Treatment for anorexia nervosa

Treatment for anorexia nervosa appears to have improved outcome in terms of recovery and fertility and reduced the usual long-term excessive mortality.

A series of papers published in European Eating Disorders Review finds:

  • a peak season of birth in March/April among people with anorexia
  • although there are similarities, there are also differences, between anorexia in males and females.

The lead researcher, Prof. Arthur Crisp, argues in defence of the concept that anorexia nervosa is rooted in a biologically based avoidance behaviour, driven by a phobia of normal adult body weight.

The seven papers, previously unpublished, derive from data collected between 1960-1995 by Prof. Crisp and a team of researchers based first at the Middlesex Hospital Medical School and subsequently at St. George's Hospital Medical School in London.

Information about the first 980 patients on the St. George's database was compared with that on season of births in the general population. The population of anorectics born before 1964 showed a trough in their season of birth in February, and peaks in March/April and October. There was a similar peak for those born in 1964 and after.
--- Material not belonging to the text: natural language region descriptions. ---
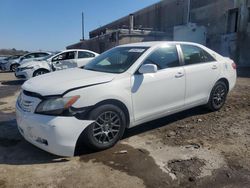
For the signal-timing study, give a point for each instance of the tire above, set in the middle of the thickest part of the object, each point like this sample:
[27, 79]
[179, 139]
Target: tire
[108, 128]
[40, 72]
[14, 67]
[218, 96]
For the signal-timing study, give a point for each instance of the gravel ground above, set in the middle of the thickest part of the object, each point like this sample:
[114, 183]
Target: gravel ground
[194, 148]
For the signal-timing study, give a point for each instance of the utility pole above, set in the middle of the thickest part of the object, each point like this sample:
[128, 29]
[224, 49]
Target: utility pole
[82, 26]
[188, 11]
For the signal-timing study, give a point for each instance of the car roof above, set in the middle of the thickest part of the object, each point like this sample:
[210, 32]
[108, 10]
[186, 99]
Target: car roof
[84, 50]
[156, 43]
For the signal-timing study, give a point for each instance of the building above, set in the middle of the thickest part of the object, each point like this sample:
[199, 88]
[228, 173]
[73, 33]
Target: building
[222, 25]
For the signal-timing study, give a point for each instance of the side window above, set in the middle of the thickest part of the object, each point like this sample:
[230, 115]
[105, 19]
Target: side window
[195, 55]
[164, 57]
[65, 56]
[82, 54]
[29, 56]
[41, 54]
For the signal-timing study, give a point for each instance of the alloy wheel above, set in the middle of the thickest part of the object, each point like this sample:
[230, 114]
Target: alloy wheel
[219, 96]
[107, 127]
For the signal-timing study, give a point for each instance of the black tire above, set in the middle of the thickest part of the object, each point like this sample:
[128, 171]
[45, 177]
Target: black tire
[40, 72]
[14, 67]
[218, 96]
[102, 135]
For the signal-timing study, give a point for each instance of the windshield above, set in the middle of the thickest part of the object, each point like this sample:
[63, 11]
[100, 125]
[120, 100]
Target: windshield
[46, 57]
[116, 60]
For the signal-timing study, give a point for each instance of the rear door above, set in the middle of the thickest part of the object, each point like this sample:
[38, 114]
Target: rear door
[65, 60]
[202, 71]
[83, 57]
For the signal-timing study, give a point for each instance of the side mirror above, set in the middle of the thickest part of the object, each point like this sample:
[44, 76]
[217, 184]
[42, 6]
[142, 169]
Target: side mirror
[148, 68]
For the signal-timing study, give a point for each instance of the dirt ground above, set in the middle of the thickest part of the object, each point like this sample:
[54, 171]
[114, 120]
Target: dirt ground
[195, 148]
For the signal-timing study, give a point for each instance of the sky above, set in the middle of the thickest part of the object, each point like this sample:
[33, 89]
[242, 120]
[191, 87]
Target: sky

One factor - the presence of maternal preoccupation and body weight and shape, and maintaining it at normal levels - was found to be significantly associated with this peak in births. A background of severe/moderate anorexia in the mother was also important.

751 females and 62 males with anorexia were studied. Compared with the general population, there was a much greater likelihood of anorexia in the mothers of both males and females with anorexia. Onset of illness was later in males, and earlier in non-White females, reflecting differences in growth rate and the close link between the disorder and puberty.

There were tendencies for laxative abuse to be more common among females, and for vegetarianism to be more common in males. A significant difference was found for males in veganism and alcohol abuse. Females were significantly more likely to hoard food.

The majority of female teenagers want to weigh less than they do. By the age of 16, two-thirds of girls report feeling overweight, and have tried to diet. This can lead to wildly fluctuating daily calorie intake, which may spill over into 'dietary chaos' - including the extreme bingeing-vomiting pattern of bulimia nervosa.

In anorexia nervosa, however, there is sustained and severe calorie restriction. Prof. Crisp suggests that this single-minded rejection of food brings relief, in the absence of other psychological defences, from what has become overwhelming panic.

This panic results from problems experienced during the development of puberty, which have previously seemed insoluble. Only such panic-driven flight, he says, can overcome the powerful forces of natural growth that takes place in puberty.

He argues that anorexia nervosa is rooted in a biologically based avoidance behaviour driven by a phobia of normal body weight. The phobia, and its intensity, may be denied, but will be revealed if normal body weight is restored.

Without help, the avoidance behaviour may remain the only alternative to suicide. However, with treatment of the kind developed at St. George's Hospital there is evidence that long term mortality from the condition is significantly reduced whilst full recovery is more common, including restored fecundity. Thus the population of about 70 recovered patients produced between them 115 healthy children.